Use C++ RocksDB API to generate an SST file of String/Hash type
Hi, I've reviewed #1301 and #2458. Based on my understanding, the requirement of this task is to wrap a RocksDB API that takes a set of String/Hash-type key-value pairs as input and outputs an SST file compliant with the Kvrocks data structure. Is my understanding correct? @git-hulk
Hi, I've reviewed #1301 and #2458. Based on my understanding, the requirement of this task is to wrap a RocksDB API that takes a set of String/Hash-type key-value pairs as input and outputs an SST file compliant with the Kvrocks data structure. Is my understanding correct? @git-hulk
@yezhizi Yes, exactly.
may I have a try?
@raffertyyu Thanks for your interest. I'm not sure if @yezhizi is working on this.
I'm not working on this, feel free to try it. :) @raffertyyu
@yezhizi Thanks for your feedback. Assigned to @raffertyyu.
I'm so sorry that I'm too busy with work to do this right now. :( Please reassign to someone else. @git-hulk Sorry again for being busy.
Sure.
@PragmaTwice are you working on this? If not @git-hulk I can work on this.
@ymiuraaa Sure, you could take it.
@ymiuraaa Curious how would you implement this.
My team would need this as well. But I feel this issue is not clear about the scope.
First, it is not clear to me if the issue is about a separate tool, a new command or a new mode. Second, it is not clear if it would support clusrer mode.
Just saw https://github.com/apache/kvrocks/issues/294. Looks like it is referring to a separate tool. But would it be harder to maintain because of the slot sharding logic?
Yes, based on #294, #2458, and #2941, this issue seems to be focused on a separate CLI tool, not a new command or mode within kvrocks itself. From what I’ve seen in the repo, rocksdb::SstFileWriter hasn’t been used yet, so this would be the first integration of external SST generation logic into Kvrocks tooling, right?
Also regarding cluster mode:
@zhixinwen has a valid concern I think. slot sharding adds complexity because kvrocks expects keys to be mapped to specific hash slots. So then the current plan I have in mind is:
- Format keys according to kvrocks's internal encoding (namespace:type:key, and namespace:hash:key|field).
- Use somthing like this from redis to determine the slot for each key. The crc16.c file is in the unstable branch of redis, but that doesn’t mean the CRC16 logic itself is unstable or experimental so it should be thoroughly tested.

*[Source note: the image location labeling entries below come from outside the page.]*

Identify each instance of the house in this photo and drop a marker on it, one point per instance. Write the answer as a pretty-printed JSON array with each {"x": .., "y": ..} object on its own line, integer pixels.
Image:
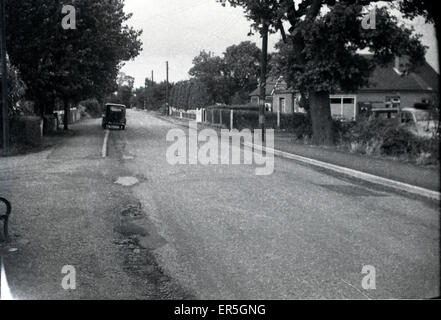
[
  {"x": 389, "y": 87},
  {"x": 278, "y": 97}
]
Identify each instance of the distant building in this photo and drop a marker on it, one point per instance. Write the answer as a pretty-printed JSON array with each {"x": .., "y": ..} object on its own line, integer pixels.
[{"x": 389, "y": 87}]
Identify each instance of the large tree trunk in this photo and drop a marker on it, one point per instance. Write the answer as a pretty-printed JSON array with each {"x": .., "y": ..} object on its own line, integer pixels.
[
  {"x": 66, "y": 115},
  {"x": 322, "y": 126}
]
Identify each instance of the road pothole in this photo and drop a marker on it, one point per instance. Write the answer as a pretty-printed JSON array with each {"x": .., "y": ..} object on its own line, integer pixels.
[{"x": 127, "y": 181}]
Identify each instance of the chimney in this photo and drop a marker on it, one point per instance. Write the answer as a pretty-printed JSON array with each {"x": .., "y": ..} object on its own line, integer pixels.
[{"x": 402, "y": 65}]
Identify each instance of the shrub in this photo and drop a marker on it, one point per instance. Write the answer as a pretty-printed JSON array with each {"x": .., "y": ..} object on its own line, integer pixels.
[
  {"x": 26, "y": 131},
  {"x": 93, "y": 108},
  {"x": 386, "y": 137}
]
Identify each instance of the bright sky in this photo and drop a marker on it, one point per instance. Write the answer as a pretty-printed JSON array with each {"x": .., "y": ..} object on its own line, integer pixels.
[{"x": 177, "y": 30}]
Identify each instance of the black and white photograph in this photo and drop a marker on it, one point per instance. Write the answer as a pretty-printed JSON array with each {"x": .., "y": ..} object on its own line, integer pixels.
[{"x": 246, "y": 151}]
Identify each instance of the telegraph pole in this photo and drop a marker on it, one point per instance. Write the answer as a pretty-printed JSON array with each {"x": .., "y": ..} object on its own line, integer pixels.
[
  {"x": 145, "y": 92},
  {"x": 5, "y": 117},
  {"x": 166, "y": 91},
  {"x": 263, "y": 73}
]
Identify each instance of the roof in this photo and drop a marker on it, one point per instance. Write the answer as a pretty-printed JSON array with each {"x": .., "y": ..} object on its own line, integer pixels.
[
  {"x": 270, "y": 85},
  {"x": 423, "y": 78},
  {"x": 115, "y": 105}
]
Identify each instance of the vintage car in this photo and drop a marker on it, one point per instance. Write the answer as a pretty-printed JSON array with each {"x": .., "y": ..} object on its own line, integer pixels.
[{"x": 114, "y": 115}]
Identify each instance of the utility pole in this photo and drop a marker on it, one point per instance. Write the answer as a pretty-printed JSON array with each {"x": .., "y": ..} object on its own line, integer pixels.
[
  {"x": 263, "y": 73},
  {"x": 145, "y": 92},
  {"x": 166, "y": 90},
  {"x": 5, "y": 116}
]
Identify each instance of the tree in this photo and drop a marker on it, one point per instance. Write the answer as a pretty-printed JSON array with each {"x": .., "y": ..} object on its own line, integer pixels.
[
  {"x": 70, "y": 65},
  {"x": 213, "y": 73},
  {"x": 321, "y": 50},
  {"x": 242, "y": 63},
  {"x": 125, "y": 89}
]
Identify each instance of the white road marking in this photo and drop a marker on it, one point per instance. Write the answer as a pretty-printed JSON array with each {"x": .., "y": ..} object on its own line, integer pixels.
[
  {"x": 5, "y": 291},
  {"x": 354, "y": 173},
  {"x": 104, "y": 149}
]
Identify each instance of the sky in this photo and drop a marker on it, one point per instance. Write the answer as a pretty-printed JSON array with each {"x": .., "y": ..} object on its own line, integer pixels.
[{"x": 177, "y": 30}]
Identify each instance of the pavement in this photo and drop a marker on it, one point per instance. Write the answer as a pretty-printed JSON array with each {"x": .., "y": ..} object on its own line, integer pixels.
[{"x": 205, "y": 232}]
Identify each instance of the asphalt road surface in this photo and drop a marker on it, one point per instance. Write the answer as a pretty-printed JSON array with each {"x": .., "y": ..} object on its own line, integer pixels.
[{"x": 205, "y": 232}]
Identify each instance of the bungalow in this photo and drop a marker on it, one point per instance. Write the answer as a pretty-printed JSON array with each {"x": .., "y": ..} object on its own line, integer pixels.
[{"x": 389, "y": 86}]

- Initially support a single-slot-only SST, with an optional --force-slot support.
What do you think about this plan? Also if the input contains multiple slots, what should we do? reject it or output multiple SSTs?
If the implementation is a separate tool, you may need to abstract out the common data format functions so it can be shared between the tool and KVRocks (similar for sharding logic if you choose to do that).
I think the issue with slot is not difference in encoding, but how you output the final SST that can be easily moved into KVRocks instances under cluster mode. For example, you would need to know slot 1-500 is on node 1, and slot 500 -1000 should be on node 2 ect and the SST output should be put into different dir. I do not think --force-slot/single-slot-only is needed, but for extensibility, the tool should be able to accept slot range map in the future.
Hmm true. I agree the main challenge isn’t just key encoding or hashing, but partitioning SSTs according to slot-to-node mapping so each SST can be ingested correctly by a Kvrocks cluster.
So then in that case I should probably abstract out the key encoding and slot hashing into reusable functions so they can be shared between kvrocks and this tool we'll be making. First, we'll start with generating a single SST and log warnings if keys span multiple slots. We can make this tool support a --slot-map option (e.g. JSON input like { "0-5000": "shard1", ... , "0-5n": "shard n"}) that outputs one SST per slot range like #2941 , so that it's ready for ingestion by the correct kvrocks instance. How does that sound?
That would work. Another way to handle this is to generate SST files per slot. And have a way to let KVRocks load only the slots it is responsible for.
The advantage of this design is you can change the number of instances needed without regeneration.